I went walking with a friend (I’ll call her Sunny) today who is feeling at a crossroads. A year ago, she and her husband decided to simplify their lives a great deal by pulling their kids out of private schools, renting out their lovely home, and moving to a neighborhood where the public schools would serve her children well.
The kids have thrived and are thrilled with their new schools and their new friends and their new community. It helps that they are within 15 minutes’ drive from most of their old friends, but they don’t seem to miss the old school or their old haunts in the least.
My friend’s husband has since taken a new job which requires him to travel a great deal, but he enjoys it and their marriage is strong enough to weather the time apart.
For now, Sunny is a stay-at-home mom, running her household, fixing her children healthy meals and available to help with homework. She has interviewed for a few jobs in her field but nothing has stuck yet, since it is important to her to find one that has enough flexibility for her to remain present for her kids.
Last month, they decided that this experiment had worked well enough to warrant selling their house and it sold in five days. They are renting a home in their new neighborhood until June and when I asked her, “What next?” she paused before admitting she didn’t know. They could move back east, closer to her family and her aging parents, or they could look for a house to buy in their new neighborhood. I pushed a little more, probing to see what she wanted to do, and she began a verbal pro/con list of all the options. Then she sat back in her chair and sighed.
“Honestly, Kari, – and the kids and I talk about this all the time – it’s just so easy to be here. The kids are happy at school. They have friends. I don’t have to work, for now, and their dad is happy with his job. The schools are great, the people are great, everything is within walking distance and life is just…easy.”
Her face was a mixture of guilt and embarrassment as she admitted all of this to me.

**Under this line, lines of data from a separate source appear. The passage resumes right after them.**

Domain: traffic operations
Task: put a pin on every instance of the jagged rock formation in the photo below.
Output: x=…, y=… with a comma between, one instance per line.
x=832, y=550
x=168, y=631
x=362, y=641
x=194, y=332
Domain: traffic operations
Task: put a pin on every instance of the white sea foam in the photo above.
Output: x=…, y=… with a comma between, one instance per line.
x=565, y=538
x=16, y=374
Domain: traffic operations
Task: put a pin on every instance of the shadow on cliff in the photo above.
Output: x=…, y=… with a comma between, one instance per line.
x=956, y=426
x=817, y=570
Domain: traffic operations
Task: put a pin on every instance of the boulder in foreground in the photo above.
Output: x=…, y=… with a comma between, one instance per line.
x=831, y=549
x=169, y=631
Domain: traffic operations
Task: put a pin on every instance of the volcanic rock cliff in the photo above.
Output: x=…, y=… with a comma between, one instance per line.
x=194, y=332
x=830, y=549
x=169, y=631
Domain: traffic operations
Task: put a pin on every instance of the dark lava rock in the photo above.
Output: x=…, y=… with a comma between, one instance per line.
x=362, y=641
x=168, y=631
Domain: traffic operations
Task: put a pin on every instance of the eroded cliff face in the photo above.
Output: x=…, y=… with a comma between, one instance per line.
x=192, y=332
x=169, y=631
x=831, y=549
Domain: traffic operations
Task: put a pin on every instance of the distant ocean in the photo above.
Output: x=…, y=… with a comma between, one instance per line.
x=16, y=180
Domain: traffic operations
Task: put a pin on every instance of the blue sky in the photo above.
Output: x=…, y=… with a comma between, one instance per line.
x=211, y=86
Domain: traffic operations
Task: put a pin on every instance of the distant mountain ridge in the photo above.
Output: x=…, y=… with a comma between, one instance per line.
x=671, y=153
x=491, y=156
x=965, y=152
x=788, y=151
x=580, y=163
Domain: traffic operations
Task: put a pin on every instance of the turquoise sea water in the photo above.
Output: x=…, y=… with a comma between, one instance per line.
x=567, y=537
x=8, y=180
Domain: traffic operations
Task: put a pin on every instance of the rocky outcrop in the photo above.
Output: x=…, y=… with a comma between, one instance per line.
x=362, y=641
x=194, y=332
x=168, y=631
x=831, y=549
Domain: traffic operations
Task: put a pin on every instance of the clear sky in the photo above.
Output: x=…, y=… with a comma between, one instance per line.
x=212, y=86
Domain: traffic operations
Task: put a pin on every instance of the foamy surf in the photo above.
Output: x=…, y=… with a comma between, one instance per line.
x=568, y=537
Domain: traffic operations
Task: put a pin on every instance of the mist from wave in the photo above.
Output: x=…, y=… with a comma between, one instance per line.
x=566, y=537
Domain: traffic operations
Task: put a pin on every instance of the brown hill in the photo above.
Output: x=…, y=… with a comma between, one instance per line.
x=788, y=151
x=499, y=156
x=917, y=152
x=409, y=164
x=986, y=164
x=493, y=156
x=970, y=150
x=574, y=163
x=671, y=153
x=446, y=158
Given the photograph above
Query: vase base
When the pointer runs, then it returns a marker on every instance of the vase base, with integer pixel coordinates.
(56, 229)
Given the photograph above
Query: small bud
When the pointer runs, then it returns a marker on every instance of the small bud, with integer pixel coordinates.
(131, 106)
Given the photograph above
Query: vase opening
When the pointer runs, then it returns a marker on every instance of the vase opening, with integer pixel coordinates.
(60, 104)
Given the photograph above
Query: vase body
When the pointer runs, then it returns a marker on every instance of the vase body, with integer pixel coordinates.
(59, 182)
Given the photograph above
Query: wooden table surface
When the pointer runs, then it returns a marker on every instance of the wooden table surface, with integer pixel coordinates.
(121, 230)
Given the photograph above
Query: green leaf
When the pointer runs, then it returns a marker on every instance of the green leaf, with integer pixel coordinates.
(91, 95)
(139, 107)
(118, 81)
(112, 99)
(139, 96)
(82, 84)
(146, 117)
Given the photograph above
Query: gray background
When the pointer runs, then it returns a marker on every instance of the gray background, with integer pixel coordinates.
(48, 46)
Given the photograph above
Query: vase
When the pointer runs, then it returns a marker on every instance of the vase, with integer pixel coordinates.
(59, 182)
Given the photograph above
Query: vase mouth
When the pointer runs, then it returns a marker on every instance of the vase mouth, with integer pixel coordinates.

I smiled and thought about what a lovely, lovely turn of events this is. Why should life be hard? Of course, it is sometimes, and for some people more than others, but often I think we make it too hard on ourselves without realizing that we are. Their conscious decision a year ago was to simplify. And it seems that it worked. Good for them. I hope they revel in it. I hope that it feels safe and comforting. I can’t say that there was ever a time in my childhood that felt “easy,” and I hope she knows what a gift she’s giving to her kids by letting them experience that. It won’t last forever, but while it’s here, I’ll celebrate it with her.